Why mention the age of the stadium? It has seen teams and fans come and go. It can no longer get excised about one death, more or less. But the "night," the "stars" are millennia older than the stadium, no? They are made by nature, or God, or something eternal, while the stadium was made by people... fickle people, who are gentle with shoes but harsh with shirts. Nature, at least, grows respectfully somber as it notes one more lost life.
Then comes a cruel pun. The song started with "two men down," in the sense that they had be standing "up" at the plate and now, having been gotten out, had to sit back "down" on their dugout bench. Now there are three men "down," except one is "down" in the ultimate sense: he has fallen down dead. Perhaps this comes to put the sport in perspective-- as sad as we might be that a player has been taken out of the game, how much sadder when one has been removed from all of life's activity altogether.
Much of the imagery, in fact, has to do with lowness. Consider these words: "down," "bottom," "laid," "on the ground," "cold," "down" (again). And now comes the tarpaulin, rolled-- like a shroud-- over the ground, over the frost on the ground. The song itself is set at "night," as well, when the Sun and light are down.
The music echoes this lowness.

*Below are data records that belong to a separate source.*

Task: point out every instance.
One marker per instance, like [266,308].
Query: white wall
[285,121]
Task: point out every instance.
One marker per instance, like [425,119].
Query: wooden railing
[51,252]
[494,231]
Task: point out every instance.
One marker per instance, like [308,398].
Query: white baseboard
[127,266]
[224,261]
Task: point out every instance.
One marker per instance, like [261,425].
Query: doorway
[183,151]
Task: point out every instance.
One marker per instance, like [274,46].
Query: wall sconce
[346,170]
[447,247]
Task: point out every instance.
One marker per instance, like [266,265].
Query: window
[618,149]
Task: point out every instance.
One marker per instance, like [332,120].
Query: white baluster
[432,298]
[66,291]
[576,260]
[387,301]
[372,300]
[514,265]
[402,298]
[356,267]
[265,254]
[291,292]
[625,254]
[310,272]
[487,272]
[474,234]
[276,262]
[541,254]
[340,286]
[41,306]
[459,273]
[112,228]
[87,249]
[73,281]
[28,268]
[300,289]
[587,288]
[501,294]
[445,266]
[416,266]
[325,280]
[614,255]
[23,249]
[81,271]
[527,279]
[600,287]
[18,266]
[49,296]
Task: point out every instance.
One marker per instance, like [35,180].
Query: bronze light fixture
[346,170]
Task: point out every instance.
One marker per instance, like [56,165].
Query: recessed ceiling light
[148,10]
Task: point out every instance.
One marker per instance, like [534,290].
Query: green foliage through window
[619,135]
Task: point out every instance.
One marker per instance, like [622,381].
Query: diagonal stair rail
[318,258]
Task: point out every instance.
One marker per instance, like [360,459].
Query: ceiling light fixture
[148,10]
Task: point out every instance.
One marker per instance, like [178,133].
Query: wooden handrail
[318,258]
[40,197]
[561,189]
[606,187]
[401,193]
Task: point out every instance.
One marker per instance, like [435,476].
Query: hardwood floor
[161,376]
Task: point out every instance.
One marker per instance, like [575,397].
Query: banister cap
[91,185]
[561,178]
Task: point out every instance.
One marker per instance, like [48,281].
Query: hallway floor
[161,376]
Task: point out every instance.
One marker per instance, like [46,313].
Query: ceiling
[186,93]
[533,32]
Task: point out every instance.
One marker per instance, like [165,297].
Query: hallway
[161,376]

Aside from the guitar, which is played low-- and Simon's hushed voice, which is in a low register-- the only other instrument that plays the whole song is Tony Levin's bass.
The pitcher is gone, the game is done. And for some reason, the whole season is lost. I do not think this is meant in the sense of the sport. As discussed above, an individual game can be replayed (as happens when a game is called off due to bad weather). A team continues even if one of its members dies mid-season. Even if that team suffers a psychological blow that does, in fact, end its own season, the season as a whole continues for the other dozen-plus teams in the sport.

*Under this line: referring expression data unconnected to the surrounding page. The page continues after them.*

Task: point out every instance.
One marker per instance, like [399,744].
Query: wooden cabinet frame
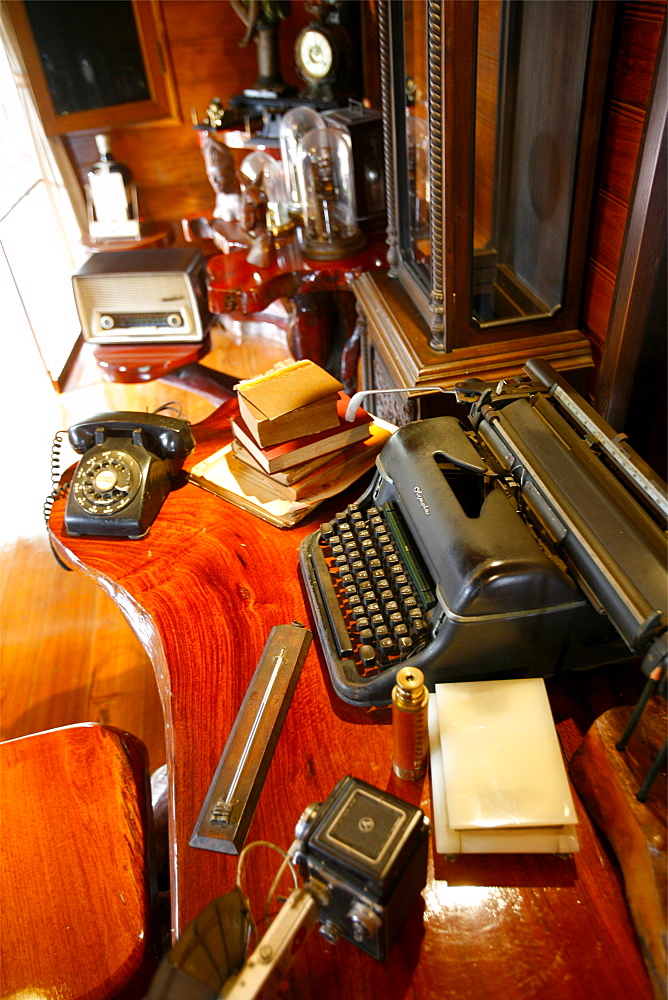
[437,342]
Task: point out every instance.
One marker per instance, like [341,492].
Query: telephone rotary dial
[130,463]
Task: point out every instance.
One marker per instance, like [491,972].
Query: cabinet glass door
[530,71]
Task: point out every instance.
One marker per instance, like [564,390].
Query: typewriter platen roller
[528,543]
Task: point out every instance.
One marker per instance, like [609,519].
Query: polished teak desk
[202,592]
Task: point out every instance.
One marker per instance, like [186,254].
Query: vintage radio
[148,296]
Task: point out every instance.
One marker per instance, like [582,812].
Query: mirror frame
[161,104]
[445,304]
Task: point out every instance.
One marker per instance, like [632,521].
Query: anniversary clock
[324,55]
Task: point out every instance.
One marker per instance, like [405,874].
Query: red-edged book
[283,456]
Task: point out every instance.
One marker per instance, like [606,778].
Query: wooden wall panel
[202,38]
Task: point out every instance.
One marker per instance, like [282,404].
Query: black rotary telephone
[130,463]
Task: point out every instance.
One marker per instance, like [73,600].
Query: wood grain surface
[202,592]
[76,895]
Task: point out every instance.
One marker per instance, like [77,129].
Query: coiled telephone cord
[58,489]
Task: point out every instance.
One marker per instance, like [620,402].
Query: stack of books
[292,446]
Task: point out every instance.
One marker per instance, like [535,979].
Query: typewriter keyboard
[375,592]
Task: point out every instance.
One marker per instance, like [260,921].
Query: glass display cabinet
[494,111]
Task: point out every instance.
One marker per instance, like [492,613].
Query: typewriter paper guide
[498,778]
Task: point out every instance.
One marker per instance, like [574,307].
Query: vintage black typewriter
[531,543]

Yes, the song might mean that this team's season is effectively over. But it might also mean that the sport as a whole suffers and mourns so much from the loss of one player that, whatever the season might have meant before, and whatever comes after, it's now "the season when that pitcher died during the game." It's former momentum and meaning have been eclipsed by the shadow of this one profound incident.
With the humans still not responding appropriately, nature cues them again by spreading a white funeral shroud on the field, in the form of "frost." Finally, the humans take the hint, and add a synthetic shroud, the tarpaulin, over the field.
Much could be made of the repeated "and" throughout the piece. The story is related in a series of staccato statements, like someone trying to piece together a sequential narrative out of a memory of impressions. There is very little 'poetry' in the work. This is reserved for the statements that follow "then," which breaks the sequence of "ands," which pick back up in the final verse. The main effect is someone recounting something he experienced but can't quite believe.
Simon is a baseball fan. He plays it in the video to "Schoolyard," and more famously, name-checked DiMaggio in one of his biggest hit songs. Yet this is his only piece entirely set in the world of that sport.
I am unaware of an incident like the one described happening in baseball in 1975. So perhaps some sudden loss in Simon's life could only be likened to a pitcher dying while trying to break a tie in the bottom of the 8th. It is certainly one of the saddest songs in Simon's entire repertoire.
Musical Note: The mournful harmonica bridge is played by Jean-Baptiste Frédéric Isidor, Baron Thielemans of Belgium, better known as "Toots." He is one of the greatest harmonica players alive, and has been for decades. His work has largely been in the jazz arena. While he doesn't play long here, you can hear a lot more of him on the Billy Joel hit "Leave a Tender Moment Alone."